Hayatı erteleyerek kaybediyoruz. En büyük hastalığımız bu bizim. Vaktini kaçırmadığımız tek şey bunun için duyduğumuz pişmanlığımız oluyor sonra. Erteliyoruz. Özürlerimizi gerekli olan pişmanlıklarımızı düşünmeyi sorumluluklarımızı bilgiyi sevmeyi doğru olan her şeyi yapmayı ve en önemlisi de içinde bulunduğumuz ânı...
Daha buralardayız canım!
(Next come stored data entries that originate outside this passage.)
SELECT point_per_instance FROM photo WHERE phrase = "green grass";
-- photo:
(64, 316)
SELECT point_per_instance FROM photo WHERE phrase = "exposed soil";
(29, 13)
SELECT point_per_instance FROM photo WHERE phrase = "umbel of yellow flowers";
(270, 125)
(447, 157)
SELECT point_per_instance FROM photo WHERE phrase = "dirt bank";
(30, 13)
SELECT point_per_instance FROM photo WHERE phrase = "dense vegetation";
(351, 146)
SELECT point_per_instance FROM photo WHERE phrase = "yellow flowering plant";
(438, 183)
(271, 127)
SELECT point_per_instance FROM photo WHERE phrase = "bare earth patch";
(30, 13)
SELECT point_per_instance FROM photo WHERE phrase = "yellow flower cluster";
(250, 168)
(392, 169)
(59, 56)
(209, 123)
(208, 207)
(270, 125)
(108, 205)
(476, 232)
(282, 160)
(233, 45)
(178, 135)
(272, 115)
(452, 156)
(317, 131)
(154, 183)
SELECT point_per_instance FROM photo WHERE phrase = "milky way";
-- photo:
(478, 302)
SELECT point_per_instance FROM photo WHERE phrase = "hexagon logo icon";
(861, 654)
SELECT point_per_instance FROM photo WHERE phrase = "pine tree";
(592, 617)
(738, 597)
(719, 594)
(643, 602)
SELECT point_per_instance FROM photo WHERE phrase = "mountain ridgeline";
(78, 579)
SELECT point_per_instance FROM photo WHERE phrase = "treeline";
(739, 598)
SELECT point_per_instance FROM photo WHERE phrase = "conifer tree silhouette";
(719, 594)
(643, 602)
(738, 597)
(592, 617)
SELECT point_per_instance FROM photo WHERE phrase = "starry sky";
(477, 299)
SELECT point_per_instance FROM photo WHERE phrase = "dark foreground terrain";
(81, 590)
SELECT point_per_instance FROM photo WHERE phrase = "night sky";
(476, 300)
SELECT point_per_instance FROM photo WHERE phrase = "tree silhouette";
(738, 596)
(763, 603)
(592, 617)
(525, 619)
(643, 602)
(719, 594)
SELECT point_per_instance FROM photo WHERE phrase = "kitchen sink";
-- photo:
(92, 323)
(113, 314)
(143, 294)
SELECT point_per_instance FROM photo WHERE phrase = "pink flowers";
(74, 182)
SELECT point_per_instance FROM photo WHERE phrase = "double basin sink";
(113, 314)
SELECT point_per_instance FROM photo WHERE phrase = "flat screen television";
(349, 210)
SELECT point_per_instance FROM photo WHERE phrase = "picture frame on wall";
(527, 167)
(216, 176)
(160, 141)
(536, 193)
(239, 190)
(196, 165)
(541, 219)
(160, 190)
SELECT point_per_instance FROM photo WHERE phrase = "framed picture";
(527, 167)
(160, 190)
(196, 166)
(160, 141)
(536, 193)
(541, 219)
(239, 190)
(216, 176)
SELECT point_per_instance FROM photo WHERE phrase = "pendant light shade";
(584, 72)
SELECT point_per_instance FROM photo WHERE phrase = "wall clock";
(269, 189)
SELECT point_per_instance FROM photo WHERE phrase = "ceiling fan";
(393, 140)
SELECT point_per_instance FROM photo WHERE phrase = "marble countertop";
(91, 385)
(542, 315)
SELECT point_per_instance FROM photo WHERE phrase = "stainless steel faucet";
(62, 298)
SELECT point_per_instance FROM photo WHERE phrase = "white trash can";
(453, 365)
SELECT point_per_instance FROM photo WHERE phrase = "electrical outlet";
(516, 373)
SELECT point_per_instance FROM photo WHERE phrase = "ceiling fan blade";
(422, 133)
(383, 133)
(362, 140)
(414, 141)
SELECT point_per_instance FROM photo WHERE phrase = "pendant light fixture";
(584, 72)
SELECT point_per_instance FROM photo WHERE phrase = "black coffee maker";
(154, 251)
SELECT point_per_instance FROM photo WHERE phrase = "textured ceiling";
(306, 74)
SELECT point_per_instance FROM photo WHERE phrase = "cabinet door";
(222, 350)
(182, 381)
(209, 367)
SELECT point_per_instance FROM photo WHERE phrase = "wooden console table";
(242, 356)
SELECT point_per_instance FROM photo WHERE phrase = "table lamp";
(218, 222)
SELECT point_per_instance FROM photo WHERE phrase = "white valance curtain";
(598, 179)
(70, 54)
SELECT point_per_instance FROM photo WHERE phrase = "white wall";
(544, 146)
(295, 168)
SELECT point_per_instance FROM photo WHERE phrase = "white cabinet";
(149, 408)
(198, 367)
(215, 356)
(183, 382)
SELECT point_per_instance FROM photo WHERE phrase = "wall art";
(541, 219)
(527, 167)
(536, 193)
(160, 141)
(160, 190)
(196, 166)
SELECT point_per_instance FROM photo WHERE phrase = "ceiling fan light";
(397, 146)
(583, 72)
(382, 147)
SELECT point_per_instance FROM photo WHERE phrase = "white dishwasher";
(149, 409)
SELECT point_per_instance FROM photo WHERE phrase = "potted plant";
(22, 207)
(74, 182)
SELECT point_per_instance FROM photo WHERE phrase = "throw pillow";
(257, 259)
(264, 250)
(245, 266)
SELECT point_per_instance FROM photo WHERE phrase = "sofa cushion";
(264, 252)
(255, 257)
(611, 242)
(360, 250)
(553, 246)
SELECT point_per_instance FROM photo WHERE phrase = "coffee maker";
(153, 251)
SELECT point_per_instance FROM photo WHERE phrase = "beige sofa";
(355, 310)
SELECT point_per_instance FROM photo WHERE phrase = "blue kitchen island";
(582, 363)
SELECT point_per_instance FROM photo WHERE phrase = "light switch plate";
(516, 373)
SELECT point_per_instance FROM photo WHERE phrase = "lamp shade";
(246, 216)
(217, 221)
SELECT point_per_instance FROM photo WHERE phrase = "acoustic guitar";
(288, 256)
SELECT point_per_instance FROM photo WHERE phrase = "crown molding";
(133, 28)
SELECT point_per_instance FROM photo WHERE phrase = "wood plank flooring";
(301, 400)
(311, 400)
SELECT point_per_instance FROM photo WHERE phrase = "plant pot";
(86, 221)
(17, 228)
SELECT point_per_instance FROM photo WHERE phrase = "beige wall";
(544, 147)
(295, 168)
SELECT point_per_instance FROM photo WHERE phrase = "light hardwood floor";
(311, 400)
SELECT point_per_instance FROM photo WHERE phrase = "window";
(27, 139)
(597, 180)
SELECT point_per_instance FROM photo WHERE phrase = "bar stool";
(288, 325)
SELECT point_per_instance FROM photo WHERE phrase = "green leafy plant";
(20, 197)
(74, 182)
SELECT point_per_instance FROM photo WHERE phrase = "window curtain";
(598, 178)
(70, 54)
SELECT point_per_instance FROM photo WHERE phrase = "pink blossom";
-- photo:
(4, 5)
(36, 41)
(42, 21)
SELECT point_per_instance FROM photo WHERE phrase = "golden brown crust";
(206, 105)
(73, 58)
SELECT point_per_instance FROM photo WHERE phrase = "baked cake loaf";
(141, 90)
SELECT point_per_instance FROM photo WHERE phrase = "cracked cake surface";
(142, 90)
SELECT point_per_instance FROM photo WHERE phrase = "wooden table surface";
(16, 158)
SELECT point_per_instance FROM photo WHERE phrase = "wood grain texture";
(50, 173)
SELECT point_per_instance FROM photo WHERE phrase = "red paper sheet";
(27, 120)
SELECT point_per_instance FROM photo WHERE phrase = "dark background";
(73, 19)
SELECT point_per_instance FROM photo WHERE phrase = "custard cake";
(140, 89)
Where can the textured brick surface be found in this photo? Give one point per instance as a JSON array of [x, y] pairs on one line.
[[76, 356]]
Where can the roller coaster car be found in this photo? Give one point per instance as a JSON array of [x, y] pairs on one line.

Hallederiz bir ara.
Bu kafayla gidersek biraz zor. Garantisi olmayan bir şey için aldanıyoruz. İçimizde sürekli konuşan duymamamız gereken o sesi farkında olmadan duyup üstüne birde dediklerini yaparak aldanıyoruz hem de.
Behzat'ta tam da bu hataya düşmüştü işte. Özrünü ertelemişti. Bir şeyleri hatırlaması gerektiğini bile unutmuştu o. Yağmur'u da... Üstelik aynı hataya maruz kalan tek kişi Yağmur da değildi. Onunla aynı acıyı paylaşan onun dertleri ile dertlenen yeni biri vardı artık hayatında. Ve bu yeni kişi yazdığı bir mektup yüzünden hiç beklemediği şekilde çıkacaktı Yağmur'un karşısına.